LinkedIn LogoLinkedIn promises to provide a more engaging and rewarding experience to its B2B members. With a member base of 400 million across 200 countries and territories, the company has been mulling over the idea to make the platform more professionally engaging, to provide high quality content, and counter spamming.  They have decided to making Groups private, paving the way to make the Town Hall like atmosphere in the Groups more professionally engaging for like-minded professionals & businesses.

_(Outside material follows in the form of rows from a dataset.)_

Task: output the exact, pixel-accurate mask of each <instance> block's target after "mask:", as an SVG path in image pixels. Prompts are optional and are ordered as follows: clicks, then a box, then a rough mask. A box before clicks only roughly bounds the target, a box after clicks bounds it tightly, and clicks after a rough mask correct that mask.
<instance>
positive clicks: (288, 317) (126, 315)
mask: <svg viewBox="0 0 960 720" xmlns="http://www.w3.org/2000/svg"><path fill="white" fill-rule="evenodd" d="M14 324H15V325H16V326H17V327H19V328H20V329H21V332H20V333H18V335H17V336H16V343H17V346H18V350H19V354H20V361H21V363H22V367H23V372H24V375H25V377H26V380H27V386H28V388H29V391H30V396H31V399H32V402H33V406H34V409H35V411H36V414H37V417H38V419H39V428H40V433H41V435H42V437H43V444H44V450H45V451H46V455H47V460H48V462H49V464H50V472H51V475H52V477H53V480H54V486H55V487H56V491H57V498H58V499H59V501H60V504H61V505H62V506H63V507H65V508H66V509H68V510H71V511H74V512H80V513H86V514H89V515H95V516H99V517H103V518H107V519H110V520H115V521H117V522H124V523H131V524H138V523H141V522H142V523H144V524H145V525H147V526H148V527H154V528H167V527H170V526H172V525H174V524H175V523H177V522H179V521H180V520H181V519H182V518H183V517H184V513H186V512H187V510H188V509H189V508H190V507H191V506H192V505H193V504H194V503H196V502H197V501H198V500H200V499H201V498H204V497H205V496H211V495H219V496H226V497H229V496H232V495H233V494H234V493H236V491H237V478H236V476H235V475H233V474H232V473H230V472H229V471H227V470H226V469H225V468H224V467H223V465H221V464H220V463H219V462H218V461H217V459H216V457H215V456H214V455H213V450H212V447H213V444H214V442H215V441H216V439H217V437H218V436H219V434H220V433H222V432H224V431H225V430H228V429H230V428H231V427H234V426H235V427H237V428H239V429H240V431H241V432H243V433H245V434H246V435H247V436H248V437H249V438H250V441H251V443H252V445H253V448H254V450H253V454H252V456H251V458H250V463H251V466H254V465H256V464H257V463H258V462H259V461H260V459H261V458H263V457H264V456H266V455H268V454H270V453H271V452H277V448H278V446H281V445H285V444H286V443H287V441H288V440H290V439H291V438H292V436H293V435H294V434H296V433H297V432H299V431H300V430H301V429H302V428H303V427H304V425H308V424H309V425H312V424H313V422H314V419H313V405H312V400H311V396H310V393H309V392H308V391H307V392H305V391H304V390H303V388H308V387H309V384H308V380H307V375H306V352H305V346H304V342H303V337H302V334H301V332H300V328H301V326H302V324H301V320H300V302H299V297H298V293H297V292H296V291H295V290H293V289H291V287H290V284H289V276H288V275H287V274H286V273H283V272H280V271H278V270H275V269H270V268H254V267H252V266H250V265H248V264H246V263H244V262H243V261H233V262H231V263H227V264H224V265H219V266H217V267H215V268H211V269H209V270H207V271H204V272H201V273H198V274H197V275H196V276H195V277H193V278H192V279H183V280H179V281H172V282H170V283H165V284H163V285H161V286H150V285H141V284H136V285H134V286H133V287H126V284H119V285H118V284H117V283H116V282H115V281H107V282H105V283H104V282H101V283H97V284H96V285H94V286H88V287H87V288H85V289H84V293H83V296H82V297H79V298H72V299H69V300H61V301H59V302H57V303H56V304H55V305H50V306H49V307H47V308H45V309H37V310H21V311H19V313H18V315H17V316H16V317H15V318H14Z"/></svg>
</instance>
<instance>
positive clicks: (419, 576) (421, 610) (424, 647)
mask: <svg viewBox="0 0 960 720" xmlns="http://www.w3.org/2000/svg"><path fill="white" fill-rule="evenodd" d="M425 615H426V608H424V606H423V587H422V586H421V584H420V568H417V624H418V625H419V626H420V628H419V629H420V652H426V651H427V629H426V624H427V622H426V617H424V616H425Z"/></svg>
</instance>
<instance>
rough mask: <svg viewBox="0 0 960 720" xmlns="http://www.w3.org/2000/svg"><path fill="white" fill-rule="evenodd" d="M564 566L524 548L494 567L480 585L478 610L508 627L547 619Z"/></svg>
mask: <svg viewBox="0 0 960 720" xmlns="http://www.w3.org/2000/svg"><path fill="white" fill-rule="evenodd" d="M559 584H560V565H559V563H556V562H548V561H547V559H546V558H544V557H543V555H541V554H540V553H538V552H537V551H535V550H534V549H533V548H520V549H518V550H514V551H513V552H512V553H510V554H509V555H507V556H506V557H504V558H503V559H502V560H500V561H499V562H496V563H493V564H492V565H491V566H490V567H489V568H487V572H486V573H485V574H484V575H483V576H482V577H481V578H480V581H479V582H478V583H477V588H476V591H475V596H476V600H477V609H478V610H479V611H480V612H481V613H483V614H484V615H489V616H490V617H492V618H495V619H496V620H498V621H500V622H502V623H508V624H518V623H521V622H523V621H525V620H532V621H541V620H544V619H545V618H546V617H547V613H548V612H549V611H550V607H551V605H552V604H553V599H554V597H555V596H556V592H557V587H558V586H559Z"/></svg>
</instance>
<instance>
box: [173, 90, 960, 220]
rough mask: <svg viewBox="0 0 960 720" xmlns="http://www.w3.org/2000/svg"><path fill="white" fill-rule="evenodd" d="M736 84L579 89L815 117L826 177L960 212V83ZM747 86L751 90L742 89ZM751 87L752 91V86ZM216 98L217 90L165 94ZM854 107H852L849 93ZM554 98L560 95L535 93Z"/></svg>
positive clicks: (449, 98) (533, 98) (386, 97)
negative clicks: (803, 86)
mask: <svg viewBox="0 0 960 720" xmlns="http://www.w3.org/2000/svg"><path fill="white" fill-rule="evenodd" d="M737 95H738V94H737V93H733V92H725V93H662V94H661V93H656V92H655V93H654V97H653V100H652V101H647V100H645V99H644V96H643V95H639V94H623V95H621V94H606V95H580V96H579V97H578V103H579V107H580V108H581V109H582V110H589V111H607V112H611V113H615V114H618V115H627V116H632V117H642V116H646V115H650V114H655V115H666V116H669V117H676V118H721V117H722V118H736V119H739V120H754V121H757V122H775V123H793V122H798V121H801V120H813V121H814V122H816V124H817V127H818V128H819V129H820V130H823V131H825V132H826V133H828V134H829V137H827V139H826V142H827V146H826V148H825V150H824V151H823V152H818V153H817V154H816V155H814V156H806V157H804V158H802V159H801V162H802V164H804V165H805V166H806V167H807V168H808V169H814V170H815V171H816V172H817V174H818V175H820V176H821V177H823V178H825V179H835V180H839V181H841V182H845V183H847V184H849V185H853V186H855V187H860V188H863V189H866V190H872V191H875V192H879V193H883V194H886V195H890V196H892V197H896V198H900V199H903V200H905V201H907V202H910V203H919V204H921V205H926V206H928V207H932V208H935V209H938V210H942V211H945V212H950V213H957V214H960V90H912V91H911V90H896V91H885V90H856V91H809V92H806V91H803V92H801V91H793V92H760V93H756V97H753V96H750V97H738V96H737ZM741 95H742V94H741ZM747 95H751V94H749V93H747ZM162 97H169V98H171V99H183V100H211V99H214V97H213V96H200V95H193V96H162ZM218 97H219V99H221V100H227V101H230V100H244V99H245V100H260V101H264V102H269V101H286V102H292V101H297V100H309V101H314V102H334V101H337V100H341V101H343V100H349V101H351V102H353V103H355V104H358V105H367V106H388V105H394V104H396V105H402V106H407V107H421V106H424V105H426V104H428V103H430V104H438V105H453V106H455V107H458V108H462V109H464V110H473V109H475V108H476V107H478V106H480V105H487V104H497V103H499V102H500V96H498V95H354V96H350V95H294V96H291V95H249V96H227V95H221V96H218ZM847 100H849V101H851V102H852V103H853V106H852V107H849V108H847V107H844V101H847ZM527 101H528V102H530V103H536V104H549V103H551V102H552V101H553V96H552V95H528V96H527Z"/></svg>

The Changes in the Groups and the iOS App

From now on, there are two Groups: Standard Groups and Unlisted Groups.  The Standard Groups, are easily findable in search and the members can request other members to join or be invited by existing members to join the Groups. The Unlisted Groups are not searchable and membership requires an invite from a manager. The conversations on both the Groups are only visible to the Groups’ members.

LinkedIn also released a standalone IOS app on 14th Oct, 2015 specifically for the Groups. The idea behind the app is to show its members quality content, highlighting the relevance and engagement quotient of the discussion.

What’s more interesting is, all the Groups and their content can’t be indexed by the search engines, and for each Groups the members must vouch first before they get entry to the Groups.

So, how does it change the scenario? Well, from now on there is no easy way out and no question of short term gains. The platform has taken a way, where more active and quality engagement would build more enduring relations. Time and quality do matter here, but the gain would be more enriching and rewarding.

Spammers have destroyed the value of Groups

LinkedIn provides a discussion platform to like-mined professionals, allowing them to engage and discuss relevant and intelligent topics and issues, and to churn out and share quality ideas and relationships for achieving business goals. However, in the recent past, the quality of engagement had drastically deteriorated as spammers began to take over. In a way, it had resulted in an anathema to the very idea of the LinkedIn.

Minal Mehta, LinkedIn’s Product Lead for Groups, described the situation in the most apt way. According to Minal, “We want you to be professional when you’re having conversations, Groups is such a valuable part of LinkedIn. When it works and when I engage, what I get is amazing.”

And it seems, this is what LinkedIn has set out to achieve and offer.

A setback or a more effective opportunity for B2B Marketing?

So, let’s ask the question: is making the Groups private a setback or opportunity for B2B marketers? Will this step seriously jeopardize the opportunities by removing content from Google search results? Would B2B marketers get disenchanted and look for sideways?

In fact, it’s not a setback for B2B marketers, rather an opportunity to build more value based professional network, making the communication and engagement in a partnership like standing. The improved quality of the platform will create a sense of trust and value, inviting more meaningful conversation. Whilst the audience might be smaller, the increased engagement will provide a much more valuable platform.

Quality is never an accident. It is always the result of intelligent effort. And this is what is behind LinkedIn’s decision to make Groups private.